Set the expectation that brand ads need to be shown repeatedly to be effective. Three to seven exposures in a short period of time – say, two to four weeks – is considered the standard for breaking through the awareness barrier.

breaking through the awareness barrier

New products and complex products may need to be promoted more frequently to get their message across, and presented in multiple ways to help people understand. At Clearbit, our more complicated products need varied and repeated brand ads to get through to customers.

Define success in advance – and protect those goalposts

Being accountable to executives means being able to report on metrics, but it’s important to be clear with your stakeholders: pipeline and qualified leads are not the goals in awareness advertising.

Andrew says, “When someone asks how many leads and MQLs are coming from your awareness efforts, explain that that's not what you're trying to generate. Don’t even entertain it. You have to really hold that line.”

Instead, make sure that everyone is aligned on what awareness campaigns are really trying to achieve – and then continually reinforce that. “I have seen so many campaigns where the person who championed awareness leaves the company, no one's telling the message of why they were doing it, and it gets cut,” Andrew says.

You can measure the effectiveness of awareness ad campaigns in two ways: 1. Absolute performance __ (total impact, e.g., “is this working?”) 2. Relative performance (how did one campaign or channel perform compared to another?)

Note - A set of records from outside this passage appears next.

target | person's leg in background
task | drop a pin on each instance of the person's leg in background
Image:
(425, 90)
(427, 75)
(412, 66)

Absolute performance is more difficult to measure of the two, but it’s also more important for stakeholders. Some methods to measure it include:

  • Lift in branded organic search volume: The increase in the number of people looking for your brand
  • “How did you hear about us?”: Post-signup surveys, feedback from salespeople, and Gong recordings
  • Other anecdotal evidence: Retweets, LinkedIn posts that mention your campaign, and using Clearbit Reveal to see which companies came to your website from awareness campaigns

A compelling way to show impact is to create a slide that compiles anecdotal evidence, like company logos of the most impressive website visitors and screenshots of LinkedIn posts. “Those marketing stories really get people excited,” Andrew says.

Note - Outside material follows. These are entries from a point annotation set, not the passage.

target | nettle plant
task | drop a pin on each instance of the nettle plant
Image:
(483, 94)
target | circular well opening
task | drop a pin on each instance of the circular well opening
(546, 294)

Absolute performance requires a long time to show lift, especially if you’re measuring with branded organic search, where even the most promising campaigns take a while. Zoom out and report on these efforts quarterly, rather than weekly or monthly.

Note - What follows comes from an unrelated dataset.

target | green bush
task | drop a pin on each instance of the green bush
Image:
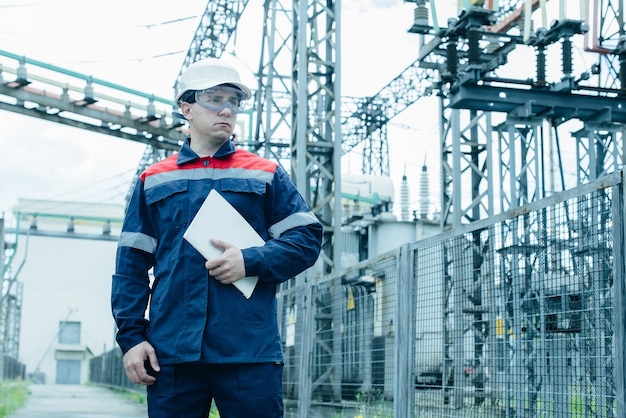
(13, 394)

Relative performance, on the other hand, is faster to measure. It helps you optimize and improve by comparing your work side by side: “Facebook is more efficient for us than LinkedIn;” “target audience A is better than audience B;” or “ad A is yielding better results than ad B.”

Examples of relative performance metrics and measurement include:

  • Cost per engaged user (or ideal user): Spot an engaged user by measuring their time on site and/or using Clearbit to check whether they fit your ICP profile
  • Brand lift surveys: Compare the lift produced by two different brand ad efforts
  • Measure ICP traffic: See what campaigns your qualified users are coming from, with Clearbit Reveal and the Clearbit Weekly Visitor Report

For more awareness measurement tips from Andrew and Colin, check out their webinar, “The Evolution to Paid Awareness Advertising.

The best way to ensure the health of your future demand gen ad campaigns is to look long-term and shift some ad budget to awareness advertising.

Awareness advertising brings more people into the market upstream, ensuring that there will be a constant supply of new attention for your demand gen campaigns to capture.

It doesn’t produce the same instant-satisfaction results your colleagues might be used to, so as a marketer, your job is to share the bigger story — the importance of investing in brand early — with your broader team. After that, you can sit back and wait for the rewards to come.